I guess this goes to show that if the market sees value in the information they will pay for it.

ticTOCs free table of contents





What with Roadshows, Digitisation Projects, the wonderful NLS4 symposium (it was good to see so many dynamic newbie Librarians together in one spot), and the usual frenetic round of end of year functions, life has been busy so blog postings have been down.

BUT, it was interesting to see the blog postings coming out of the UK about ticTOC. TicToc is a FREE table of contents (TOCs) service. It provides access to the most recent tables of contents of over 11,000 scholarly journals from more than 400 publishers.

So far so good, what I really liked about TicToc was that it is very easy to use, it has a nice interface, and you can set up RSS feeds. (Gota love that!) As an aside, the free bit is actually important. For details see free web and the future of libraries

Following is a quote from the ticToc media release: "Using ticTOCs, you can find journals of interest by title, subject or publisher, view the latest TOC, link through to the full text of over 250,000 articles (where institutional or personal subscriptions, or Open Access, allow), and save selected journals to MyTOCs so that you can view future TOCs (free registration is required if you want to permanently save your MyTOCs). ticTOCs also makes it easy to export selected TOC RSS feeds to popular feedreaders such as Google Reader and Bloglines, and in addition you can import article citations into RefWorks (where institutional or personal subscriptions allow).
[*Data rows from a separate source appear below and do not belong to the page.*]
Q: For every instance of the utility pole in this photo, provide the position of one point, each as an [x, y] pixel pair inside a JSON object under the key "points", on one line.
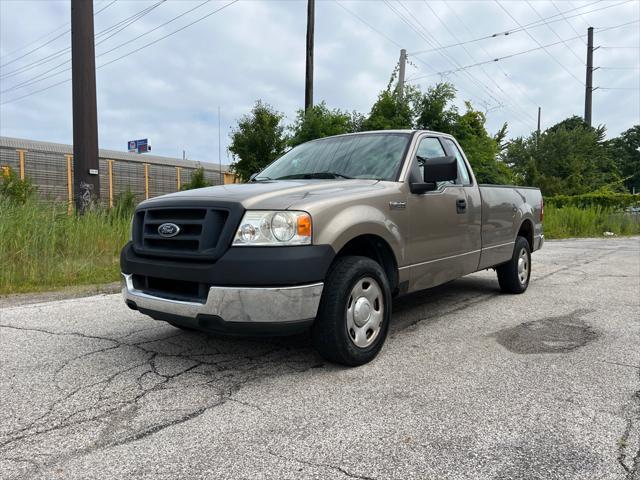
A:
{"points": [[85, 118], [220, 176], [308, 88], [401, 70], [589, 83]]}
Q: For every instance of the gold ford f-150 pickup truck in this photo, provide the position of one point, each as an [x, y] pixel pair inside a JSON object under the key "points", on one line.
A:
{"points": [[325, 237]]}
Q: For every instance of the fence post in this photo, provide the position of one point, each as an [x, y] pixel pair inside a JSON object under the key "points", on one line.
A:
{"points": [[21, 158], [146, 181], [110, 183], [69, 184]]}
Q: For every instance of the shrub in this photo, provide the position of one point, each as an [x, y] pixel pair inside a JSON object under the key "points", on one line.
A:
{"points": [[13, 188]]}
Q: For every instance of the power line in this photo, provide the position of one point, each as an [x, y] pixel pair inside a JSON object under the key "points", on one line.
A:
{"points": [[43, 75], [535, 24], [368, 24], [497, 59], [424, 36], [466, 27], [49, 41], [491, 79], [539, 44], [617, 88], [129, 53], [567, 20], [604, 29], [555, 33], [61, 52], [619, 68]]}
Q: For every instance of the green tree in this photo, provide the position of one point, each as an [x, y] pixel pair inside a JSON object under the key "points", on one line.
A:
{"points": [[569, 158], [13, 188], [390, 111], [257, 140], [625, 152], [435, 111], [197, 180], [480, 148], [320, 121]]}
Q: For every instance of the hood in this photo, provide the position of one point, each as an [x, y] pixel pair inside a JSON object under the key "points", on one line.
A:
{"points": [[273, 195]]}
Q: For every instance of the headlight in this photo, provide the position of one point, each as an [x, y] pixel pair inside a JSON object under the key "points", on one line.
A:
{"points": [[273, 228]]}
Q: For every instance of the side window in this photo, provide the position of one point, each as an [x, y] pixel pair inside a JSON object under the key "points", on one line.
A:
{"points": [[463, 173], [429, 147]]}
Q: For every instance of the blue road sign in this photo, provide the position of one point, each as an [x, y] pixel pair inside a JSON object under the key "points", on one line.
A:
{"points": [[139, 146]]}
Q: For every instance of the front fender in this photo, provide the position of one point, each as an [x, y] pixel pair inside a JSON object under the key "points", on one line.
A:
{"points": [[357, 220]]}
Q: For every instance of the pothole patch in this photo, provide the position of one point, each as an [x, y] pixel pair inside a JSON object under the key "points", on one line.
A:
{"points": [[548, 335]]}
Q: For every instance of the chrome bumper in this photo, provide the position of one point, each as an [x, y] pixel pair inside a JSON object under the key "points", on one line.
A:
{"points": [[277, 305]]}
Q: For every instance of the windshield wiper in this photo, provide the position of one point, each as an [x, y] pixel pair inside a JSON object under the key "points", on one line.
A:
{"points": [[315, 175]]}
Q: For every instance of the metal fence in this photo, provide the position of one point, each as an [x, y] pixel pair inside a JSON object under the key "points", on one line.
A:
{"points": [[49, 167]]}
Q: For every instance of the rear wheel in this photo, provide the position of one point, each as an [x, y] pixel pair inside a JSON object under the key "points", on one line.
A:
{"points": [[514, 275], [354, 313]]}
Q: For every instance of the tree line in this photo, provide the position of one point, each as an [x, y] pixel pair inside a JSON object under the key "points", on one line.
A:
{"points": [[569, 158]]}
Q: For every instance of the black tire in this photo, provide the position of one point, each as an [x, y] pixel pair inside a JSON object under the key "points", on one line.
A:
{"points": [[329, 332], [510, 277]]}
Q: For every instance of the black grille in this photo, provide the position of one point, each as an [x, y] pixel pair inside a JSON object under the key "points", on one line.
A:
{"points": [[199, 235]]}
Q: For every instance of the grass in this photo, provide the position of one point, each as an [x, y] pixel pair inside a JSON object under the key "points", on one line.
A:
{"points": [[572, 222], [42, 248]]}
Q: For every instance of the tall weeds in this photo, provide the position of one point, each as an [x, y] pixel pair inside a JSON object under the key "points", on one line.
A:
{"points": [[42, 247]]}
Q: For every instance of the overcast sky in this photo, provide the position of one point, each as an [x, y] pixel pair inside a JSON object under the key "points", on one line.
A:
{"points": [[169, 92]]}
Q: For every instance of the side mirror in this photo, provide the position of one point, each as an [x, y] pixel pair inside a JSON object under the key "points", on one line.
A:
{"points": [[436, 169], [440, 169]]}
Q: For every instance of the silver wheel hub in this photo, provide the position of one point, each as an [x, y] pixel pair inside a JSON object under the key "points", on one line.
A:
{"points": [[523, 266], [365, 311]]}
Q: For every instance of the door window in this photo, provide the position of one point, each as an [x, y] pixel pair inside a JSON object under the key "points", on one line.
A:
{"points": [[430, 147], [463, 172]]}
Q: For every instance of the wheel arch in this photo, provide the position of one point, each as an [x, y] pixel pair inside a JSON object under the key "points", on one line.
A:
{"points": [[526, 230], [376, 248]]}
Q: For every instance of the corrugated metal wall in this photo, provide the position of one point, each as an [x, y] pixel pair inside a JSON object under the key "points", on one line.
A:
{"points": [[47, 170]]}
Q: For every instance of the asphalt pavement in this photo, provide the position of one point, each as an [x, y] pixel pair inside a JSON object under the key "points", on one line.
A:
{"points": [[471, 384]]}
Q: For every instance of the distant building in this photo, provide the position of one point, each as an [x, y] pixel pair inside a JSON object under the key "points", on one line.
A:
{"points": [[49, 166]]}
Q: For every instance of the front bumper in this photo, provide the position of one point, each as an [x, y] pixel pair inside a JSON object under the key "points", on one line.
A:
{"points": [[233, 309]]}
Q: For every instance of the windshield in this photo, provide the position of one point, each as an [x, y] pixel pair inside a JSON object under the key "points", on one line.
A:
{"points": [[371, 156]]}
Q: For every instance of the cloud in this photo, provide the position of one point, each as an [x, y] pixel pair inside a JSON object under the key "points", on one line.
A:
{"points": [[170, 92]]}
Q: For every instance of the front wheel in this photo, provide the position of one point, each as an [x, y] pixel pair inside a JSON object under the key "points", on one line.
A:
{"points": [[514, 275], [354, 313]]}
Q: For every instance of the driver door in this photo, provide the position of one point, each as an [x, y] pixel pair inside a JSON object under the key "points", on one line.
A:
{"points": [[436, 251]]}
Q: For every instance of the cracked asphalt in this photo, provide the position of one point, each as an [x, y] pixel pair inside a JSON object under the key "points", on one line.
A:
{"points": [[471, 384]]}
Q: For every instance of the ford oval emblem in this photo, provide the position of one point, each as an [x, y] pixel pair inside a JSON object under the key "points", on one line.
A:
{"points": [[168, 230]]}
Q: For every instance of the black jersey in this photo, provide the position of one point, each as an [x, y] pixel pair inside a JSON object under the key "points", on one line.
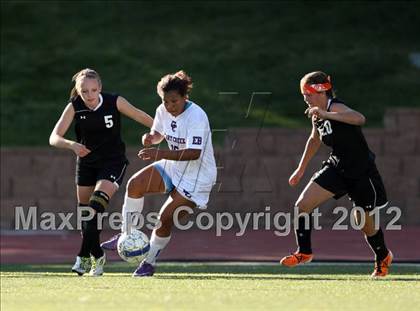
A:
{"points": [[99, 130], [350, 152]]}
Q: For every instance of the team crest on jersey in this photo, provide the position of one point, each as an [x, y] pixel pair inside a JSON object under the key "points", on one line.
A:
{"points": [[197, 140], [187, 194]]}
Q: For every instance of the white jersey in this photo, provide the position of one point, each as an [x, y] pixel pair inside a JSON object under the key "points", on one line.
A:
{"points": [[189, 130]]}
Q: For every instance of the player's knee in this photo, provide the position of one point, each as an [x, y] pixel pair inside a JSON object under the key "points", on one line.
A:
{"points": [[135, 186], [303, 206], [99, 201], [164, 229]]}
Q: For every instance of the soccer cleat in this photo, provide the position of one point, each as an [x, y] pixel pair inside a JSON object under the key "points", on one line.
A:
{"points": [[296, 259], [144, 269], [111, 244], [81, 265], [97, 266], [382, 267]]}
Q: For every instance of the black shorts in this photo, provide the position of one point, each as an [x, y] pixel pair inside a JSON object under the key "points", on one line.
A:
{"points": [[367, 191], [87, 175]]}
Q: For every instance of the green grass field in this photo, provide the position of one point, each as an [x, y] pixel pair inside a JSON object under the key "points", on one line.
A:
{"points": [[201, 286]]}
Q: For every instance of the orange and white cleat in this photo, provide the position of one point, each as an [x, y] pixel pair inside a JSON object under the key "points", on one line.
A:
{"points": [[382, 267], [296, 259]]}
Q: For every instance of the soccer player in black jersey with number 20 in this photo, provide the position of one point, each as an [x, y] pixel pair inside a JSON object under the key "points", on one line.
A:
{"points": [[350, 169], [101, 160]]}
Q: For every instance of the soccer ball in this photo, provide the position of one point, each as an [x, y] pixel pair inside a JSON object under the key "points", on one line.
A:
{"points": [[133, 247]]}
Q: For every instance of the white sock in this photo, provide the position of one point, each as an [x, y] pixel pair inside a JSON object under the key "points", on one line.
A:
{"points": [[157, 243], [130, 206]]}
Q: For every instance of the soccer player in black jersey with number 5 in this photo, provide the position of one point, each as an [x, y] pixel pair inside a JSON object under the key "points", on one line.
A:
{"points": [[101, 160], [350, 169]]}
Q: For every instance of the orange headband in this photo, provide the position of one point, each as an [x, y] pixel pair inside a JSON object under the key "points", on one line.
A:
{"points": [[316, 88]]}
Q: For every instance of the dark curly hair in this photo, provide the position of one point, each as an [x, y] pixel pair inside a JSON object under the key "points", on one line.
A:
{"points": [[317, 77], [179, 82]]}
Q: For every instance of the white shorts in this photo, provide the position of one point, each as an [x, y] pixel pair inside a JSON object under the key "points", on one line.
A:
{"points": [[194, 191]]}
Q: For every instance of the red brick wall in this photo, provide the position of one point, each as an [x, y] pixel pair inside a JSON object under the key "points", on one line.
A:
{"points": [[254, 170]]}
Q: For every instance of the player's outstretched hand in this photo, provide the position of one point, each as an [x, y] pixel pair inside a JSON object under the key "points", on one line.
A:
{"points": [[295, 177], [317, 112], [149, 154], [146, 140], [80, 150]]}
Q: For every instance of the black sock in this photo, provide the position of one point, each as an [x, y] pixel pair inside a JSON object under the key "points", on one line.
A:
{"points": [[85, 247], [303, 236], [94, 237], [377, 244]]}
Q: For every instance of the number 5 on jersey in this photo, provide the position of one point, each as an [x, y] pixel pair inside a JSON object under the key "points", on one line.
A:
{"points": [[108, 121]]}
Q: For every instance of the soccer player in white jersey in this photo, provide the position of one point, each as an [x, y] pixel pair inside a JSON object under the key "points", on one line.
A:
{"points": [[187, 172]]}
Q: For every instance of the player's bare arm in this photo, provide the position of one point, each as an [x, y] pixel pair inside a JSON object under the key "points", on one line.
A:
{"points": [[177, 155], [57, 135], [132, 112], [312, 145], [339, 112]]}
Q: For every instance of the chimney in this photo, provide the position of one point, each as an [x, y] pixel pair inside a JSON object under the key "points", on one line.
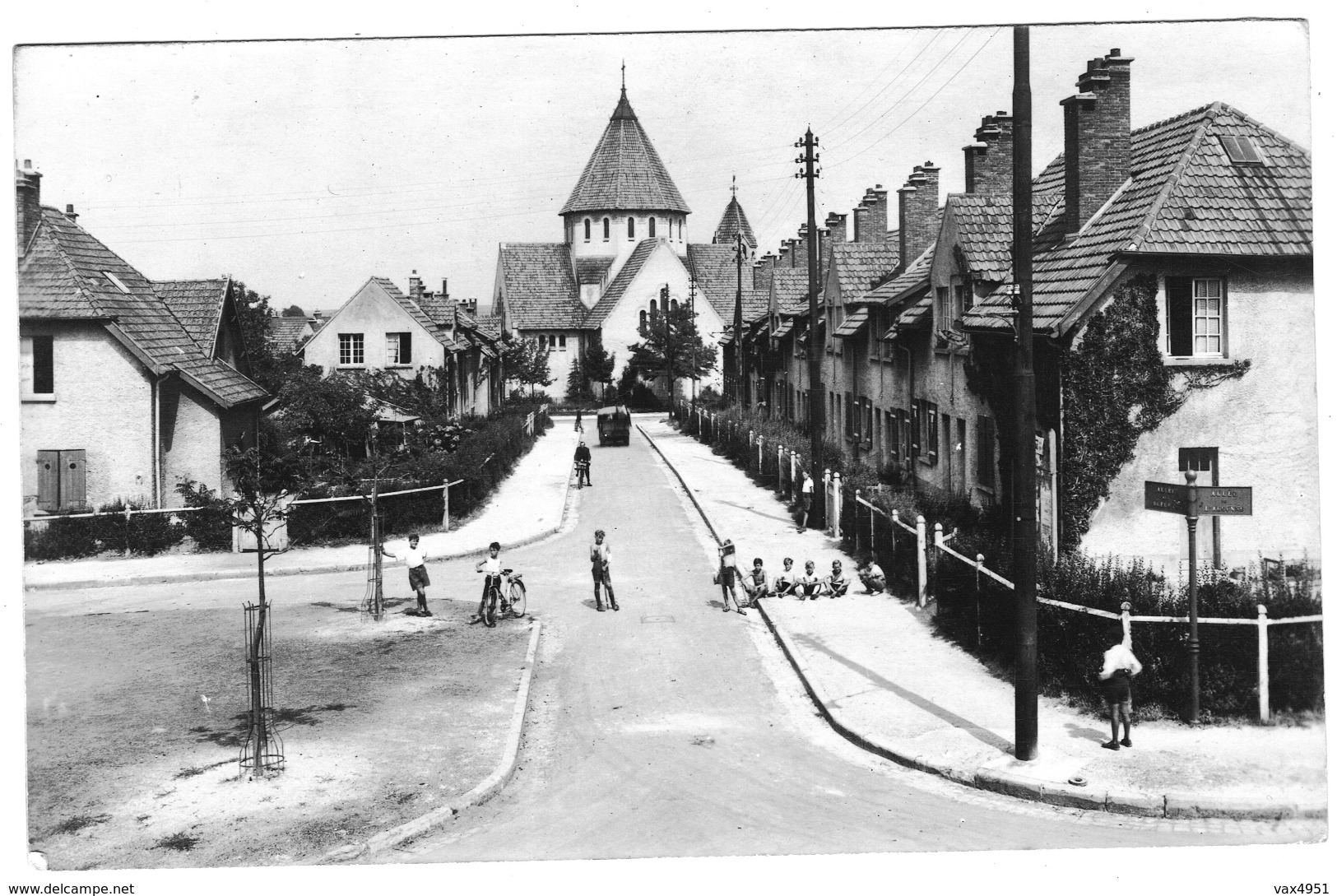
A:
{"points": [[27, 188], [875, 221], [988, 160], [861, 224], [917, 205], [1097, 122], [836, 228]]}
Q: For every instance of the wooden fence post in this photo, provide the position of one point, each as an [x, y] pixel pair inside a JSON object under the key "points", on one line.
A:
{"points": [[1264, 682], [922, 550]]}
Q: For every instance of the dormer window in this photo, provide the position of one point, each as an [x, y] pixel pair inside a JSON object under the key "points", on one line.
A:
{"points": [[1241, 150]]}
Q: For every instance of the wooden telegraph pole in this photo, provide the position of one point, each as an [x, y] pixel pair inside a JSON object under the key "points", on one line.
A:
{"points": [[1023, 457], [816, 395]]}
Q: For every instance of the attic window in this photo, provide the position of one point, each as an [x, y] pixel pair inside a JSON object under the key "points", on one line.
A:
{"points": [[115, 281], [1241, 150]]}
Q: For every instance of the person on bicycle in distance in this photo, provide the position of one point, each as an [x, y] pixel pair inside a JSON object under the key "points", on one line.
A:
{"points": [[492, 566], [583, 466]]}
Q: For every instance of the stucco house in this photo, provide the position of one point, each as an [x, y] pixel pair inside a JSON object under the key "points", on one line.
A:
{"points": [[128, 387], [624, 239], [381, 328]]}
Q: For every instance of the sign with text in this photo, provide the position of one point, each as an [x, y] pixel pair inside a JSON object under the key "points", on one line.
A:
{"points": [[1168, 498], [1225, 500]]}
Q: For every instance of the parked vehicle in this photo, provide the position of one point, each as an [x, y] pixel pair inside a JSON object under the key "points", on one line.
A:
{"points": [[614, 425]]}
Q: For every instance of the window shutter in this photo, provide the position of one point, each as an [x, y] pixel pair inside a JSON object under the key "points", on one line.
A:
{"points": [[1180, 314], [49, 478], [72, 483]]}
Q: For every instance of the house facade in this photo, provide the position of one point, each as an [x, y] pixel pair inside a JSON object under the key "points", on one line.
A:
{"points": [[128, 387], [381, 328], [1195, 229], [624, 239]]}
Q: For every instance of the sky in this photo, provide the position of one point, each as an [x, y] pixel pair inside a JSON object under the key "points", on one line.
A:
{"points": [[304, 167]]}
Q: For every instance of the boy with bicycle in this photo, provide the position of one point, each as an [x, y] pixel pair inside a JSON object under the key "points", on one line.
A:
{"points": [[492, 566]]}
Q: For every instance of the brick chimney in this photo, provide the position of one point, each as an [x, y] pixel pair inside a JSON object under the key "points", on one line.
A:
{"points": [[1097, 122], [988, 160], [836, 228], [917, 207], [27, 188], [875, 218]]}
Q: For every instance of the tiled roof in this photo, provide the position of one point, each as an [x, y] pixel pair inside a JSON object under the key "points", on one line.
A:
{"points": [[285, 332], [66, 257], [624, 171], [197, 304], [1178, 167], [733, 222], [539, 286], [859, 267], [716, 269]]}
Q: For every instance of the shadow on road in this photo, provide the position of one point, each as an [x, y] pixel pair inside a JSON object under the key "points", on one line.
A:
{"points": [[926, 705]]}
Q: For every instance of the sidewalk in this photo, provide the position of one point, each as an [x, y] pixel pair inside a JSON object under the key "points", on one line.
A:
{"points": [[527, 506], [883, 680]]}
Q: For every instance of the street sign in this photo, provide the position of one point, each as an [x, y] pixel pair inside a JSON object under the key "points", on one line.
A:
{"points": [[1168, 498], [1225, 500]]}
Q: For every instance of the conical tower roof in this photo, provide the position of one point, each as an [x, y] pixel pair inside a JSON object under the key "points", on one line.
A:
{"points": [[624, 171], [734, 222]]}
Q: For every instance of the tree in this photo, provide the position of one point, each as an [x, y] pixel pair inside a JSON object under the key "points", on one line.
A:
{"points": [[597, 363], [528, 364], [671, 336]]}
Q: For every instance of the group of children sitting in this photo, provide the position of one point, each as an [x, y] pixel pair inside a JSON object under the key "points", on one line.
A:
{"points": [[759, 583]]}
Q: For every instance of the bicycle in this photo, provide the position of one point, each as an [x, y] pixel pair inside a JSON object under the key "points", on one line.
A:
{"points": [[511, 605]]}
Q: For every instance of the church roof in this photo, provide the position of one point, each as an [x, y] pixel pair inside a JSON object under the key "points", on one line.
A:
{"points": [[624, 173], [734, 222]]}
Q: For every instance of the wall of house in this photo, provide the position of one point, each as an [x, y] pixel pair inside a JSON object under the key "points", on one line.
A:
{"points": [[374, 314], [103, 406], [193, 440], [1265, 425]]}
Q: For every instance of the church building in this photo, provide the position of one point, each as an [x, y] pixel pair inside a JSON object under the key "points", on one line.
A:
{"points": [[624, 239]]}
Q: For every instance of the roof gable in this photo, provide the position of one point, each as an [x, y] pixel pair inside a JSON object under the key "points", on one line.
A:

You select TOCs by ticking those of interest - thousands of TOCs, within a tick or two (hence the name ticTOCs)." How cute is that.

If you want to see the full media release go to scholarly journals new free service makes keeping up to date easy. This is located on the ticToc News Blog.

ticTOCs has been funded under the JISC Users & Innovations programme. I am often in awe of those clever people at JISC, so to paraphrase a well known Australian TV commercial for margarine: "Good on ya JISC - you aught to be congratulated".